In contrast, the authors envision learning to teach, and the relationship between theory and practice, not in this linear fashion but within an orthogonal space where theory and practice are independent entities each with their own unique and independent learning trajectories. Others have referred to this orthogonal space as hybrid or third spaces, where dichotomous thinking is reimagined bringing knowledge and skill together in new ways serving to create new teaching and learning opportunities for the teacher educators and preservice teachers in that space (Bhabba, 1990; Gutiérrez, 2008; Zeichner, 2010). One can imagine that within this orthogonal, or third space there are times when the preservice teacher (PST) might first be introduced to a pedagogical practice along with opportunities to enact the practice (the how) and then is introduced to and learns the theoretical and research base that informs the practice (the why) or vice versa.
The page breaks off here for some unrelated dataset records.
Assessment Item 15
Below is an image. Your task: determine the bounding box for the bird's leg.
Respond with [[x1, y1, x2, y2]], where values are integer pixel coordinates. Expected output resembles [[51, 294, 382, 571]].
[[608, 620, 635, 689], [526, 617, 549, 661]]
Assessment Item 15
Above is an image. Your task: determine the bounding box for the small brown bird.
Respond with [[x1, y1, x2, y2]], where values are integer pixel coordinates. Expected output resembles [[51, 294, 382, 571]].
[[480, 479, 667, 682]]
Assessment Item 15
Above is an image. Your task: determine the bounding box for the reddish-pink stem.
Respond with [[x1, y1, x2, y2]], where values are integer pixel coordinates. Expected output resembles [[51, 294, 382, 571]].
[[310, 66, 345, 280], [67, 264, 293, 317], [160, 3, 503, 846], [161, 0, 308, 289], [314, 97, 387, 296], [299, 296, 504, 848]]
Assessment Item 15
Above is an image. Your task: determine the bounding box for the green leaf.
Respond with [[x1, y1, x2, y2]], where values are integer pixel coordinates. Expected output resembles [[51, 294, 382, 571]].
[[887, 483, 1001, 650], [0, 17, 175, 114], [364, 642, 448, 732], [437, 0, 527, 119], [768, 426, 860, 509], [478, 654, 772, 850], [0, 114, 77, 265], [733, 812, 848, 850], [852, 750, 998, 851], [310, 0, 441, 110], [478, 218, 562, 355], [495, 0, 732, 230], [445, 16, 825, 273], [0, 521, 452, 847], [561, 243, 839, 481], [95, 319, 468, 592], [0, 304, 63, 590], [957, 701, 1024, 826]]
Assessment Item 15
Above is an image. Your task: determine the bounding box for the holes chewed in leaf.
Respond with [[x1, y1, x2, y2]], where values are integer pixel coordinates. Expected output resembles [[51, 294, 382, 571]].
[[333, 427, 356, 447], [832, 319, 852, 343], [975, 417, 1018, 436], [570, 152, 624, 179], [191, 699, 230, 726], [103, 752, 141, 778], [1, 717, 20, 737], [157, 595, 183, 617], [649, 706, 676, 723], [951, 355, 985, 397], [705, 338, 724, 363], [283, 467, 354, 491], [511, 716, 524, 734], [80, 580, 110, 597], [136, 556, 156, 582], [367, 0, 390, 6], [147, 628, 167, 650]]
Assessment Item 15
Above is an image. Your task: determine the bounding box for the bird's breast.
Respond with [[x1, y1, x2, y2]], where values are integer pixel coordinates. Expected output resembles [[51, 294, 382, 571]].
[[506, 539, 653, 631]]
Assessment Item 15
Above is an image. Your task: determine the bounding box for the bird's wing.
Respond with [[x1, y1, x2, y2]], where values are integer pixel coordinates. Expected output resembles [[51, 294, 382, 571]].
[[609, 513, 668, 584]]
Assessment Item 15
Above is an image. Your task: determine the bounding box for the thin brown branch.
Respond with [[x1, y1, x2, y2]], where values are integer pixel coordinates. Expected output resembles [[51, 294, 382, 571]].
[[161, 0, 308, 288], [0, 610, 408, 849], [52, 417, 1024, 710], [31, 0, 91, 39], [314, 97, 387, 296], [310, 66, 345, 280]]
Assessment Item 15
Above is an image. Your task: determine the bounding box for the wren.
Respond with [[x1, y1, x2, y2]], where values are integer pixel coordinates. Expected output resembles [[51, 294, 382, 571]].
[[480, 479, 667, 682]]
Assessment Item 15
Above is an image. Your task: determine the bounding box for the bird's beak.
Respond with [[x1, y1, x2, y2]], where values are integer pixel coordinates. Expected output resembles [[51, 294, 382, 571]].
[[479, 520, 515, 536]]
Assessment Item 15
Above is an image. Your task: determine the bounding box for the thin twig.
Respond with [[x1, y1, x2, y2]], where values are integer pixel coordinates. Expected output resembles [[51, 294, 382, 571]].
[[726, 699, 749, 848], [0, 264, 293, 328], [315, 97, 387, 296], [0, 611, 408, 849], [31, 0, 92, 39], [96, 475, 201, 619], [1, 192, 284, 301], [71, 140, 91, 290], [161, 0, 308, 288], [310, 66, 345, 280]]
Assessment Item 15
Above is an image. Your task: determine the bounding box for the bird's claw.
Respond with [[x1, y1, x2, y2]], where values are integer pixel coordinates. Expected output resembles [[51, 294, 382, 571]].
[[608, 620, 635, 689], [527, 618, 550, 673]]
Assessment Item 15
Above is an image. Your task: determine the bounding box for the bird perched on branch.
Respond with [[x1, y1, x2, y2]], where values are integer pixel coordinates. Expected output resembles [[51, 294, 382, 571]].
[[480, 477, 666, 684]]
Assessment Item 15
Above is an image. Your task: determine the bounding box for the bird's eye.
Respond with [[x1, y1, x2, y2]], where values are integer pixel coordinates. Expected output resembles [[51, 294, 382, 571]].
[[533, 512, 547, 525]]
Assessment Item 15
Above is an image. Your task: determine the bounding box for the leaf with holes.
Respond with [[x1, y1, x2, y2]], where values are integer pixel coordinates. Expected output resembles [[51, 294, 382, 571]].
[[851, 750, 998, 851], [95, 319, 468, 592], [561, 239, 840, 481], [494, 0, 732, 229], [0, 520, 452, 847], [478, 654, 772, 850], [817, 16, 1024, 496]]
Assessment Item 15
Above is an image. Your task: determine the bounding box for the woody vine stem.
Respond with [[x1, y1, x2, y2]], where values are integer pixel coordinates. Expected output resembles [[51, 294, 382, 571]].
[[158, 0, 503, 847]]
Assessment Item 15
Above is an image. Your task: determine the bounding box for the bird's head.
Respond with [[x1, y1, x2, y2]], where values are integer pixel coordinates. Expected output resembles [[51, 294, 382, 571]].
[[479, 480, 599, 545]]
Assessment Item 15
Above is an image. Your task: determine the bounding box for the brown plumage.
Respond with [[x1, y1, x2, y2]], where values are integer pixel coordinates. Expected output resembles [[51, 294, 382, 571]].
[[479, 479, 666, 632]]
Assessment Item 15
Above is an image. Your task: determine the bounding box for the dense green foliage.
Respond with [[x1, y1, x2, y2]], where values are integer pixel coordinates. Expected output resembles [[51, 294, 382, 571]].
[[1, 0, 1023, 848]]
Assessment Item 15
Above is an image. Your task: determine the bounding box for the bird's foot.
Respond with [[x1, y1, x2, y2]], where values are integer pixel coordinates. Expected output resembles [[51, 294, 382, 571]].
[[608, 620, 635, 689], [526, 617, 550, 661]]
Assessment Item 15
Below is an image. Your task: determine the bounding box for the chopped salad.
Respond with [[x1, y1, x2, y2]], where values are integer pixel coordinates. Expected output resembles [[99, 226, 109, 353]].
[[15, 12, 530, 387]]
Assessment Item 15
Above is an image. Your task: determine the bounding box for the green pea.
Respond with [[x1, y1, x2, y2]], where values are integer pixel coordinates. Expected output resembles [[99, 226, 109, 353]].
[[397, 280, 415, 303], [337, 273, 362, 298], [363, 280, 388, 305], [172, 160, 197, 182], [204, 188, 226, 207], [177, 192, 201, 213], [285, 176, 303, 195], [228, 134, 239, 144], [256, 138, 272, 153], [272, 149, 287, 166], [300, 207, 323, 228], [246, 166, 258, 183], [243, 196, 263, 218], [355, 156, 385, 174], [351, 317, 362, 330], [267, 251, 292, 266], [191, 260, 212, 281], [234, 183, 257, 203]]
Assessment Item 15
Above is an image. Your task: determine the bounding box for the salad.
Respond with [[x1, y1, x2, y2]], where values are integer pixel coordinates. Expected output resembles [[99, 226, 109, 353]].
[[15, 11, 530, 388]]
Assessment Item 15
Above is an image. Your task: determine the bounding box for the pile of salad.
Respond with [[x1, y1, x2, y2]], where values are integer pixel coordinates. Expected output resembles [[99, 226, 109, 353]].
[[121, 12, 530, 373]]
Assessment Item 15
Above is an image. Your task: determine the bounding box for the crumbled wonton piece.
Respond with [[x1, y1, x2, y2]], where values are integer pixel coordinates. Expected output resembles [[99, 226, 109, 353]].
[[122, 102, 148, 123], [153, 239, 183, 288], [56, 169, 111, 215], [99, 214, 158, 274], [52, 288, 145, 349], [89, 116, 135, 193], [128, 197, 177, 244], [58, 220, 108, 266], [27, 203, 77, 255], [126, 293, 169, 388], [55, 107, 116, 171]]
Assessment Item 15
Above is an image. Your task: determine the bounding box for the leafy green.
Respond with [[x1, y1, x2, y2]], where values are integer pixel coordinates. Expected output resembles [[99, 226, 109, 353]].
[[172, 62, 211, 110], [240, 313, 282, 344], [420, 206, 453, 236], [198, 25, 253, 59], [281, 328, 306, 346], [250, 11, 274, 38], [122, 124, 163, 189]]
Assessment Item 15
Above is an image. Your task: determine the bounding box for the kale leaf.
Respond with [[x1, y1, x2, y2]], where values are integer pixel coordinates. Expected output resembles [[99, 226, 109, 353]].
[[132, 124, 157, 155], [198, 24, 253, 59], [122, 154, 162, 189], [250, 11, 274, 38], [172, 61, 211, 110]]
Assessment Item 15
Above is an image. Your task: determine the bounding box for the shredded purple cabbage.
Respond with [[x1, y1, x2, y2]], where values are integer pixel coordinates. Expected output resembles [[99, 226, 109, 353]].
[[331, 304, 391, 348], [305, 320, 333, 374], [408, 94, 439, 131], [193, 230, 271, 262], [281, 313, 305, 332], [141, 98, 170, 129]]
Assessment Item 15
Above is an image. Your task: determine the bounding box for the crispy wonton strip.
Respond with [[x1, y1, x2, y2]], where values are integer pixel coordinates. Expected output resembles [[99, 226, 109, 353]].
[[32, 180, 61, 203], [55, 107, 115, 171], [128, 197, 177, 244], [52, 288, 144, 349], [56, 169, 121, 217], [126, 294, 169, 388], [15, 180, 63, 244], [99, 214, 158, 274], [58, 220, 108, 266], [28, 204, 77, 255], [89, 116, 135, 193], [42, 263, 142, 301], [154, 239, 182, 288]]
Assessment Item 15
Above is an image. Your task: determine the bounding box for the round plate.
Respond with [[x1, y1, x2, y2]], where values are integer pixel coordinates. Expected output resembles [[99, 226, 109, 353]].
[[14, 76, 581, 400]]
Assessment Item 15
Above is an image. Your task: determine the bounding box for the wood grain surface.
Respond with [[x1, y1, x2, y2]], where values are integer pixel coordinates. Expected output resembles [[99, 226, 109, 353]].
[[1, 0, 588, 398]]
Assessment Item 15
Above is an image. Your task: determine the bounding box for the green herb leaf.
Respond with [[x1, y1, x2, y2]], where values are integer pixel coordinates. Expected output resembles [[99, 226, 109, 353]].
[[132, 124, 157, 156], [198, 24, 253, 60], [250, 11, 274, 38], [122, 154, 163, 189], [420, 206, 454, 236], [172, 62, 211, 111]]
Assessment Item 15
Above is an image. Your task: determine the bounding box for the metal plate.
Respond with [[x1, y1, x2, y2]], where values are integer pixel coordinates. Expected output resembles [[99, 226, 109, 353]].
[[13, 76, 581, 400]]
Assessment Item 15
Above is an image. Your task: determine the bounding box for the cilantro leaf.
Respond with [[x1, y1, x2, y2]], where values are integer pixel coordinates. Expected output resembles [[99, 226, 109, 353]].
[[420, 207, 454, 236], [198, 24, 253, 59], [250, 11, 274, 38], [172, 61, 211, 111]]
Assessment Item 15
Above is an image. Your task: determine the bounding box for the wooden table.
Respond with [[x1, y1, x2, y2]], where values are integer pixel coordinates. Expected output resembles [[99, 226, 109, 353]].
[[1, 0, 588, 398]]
Regardless of the sequence, the authors, like others, contend it is the iterative back and forth between theory, research, and practice that makes what teachers do both visible to and learnable for the novice (Ball & Forzani, 2009, 2010: Grossman, Compton, Shahan, Ronfeldt, Igra, & Shiang, 2007; Kazemi, Lampert, & Franke, 2009). It is within this iterative space that the PST most needs the assistance of a more experienced teacher. This third space, therefore deserves greater attention by teacher educators as they consider, develop, and enact particular teacher educational pedagogies that are well suited to supporting PST learning.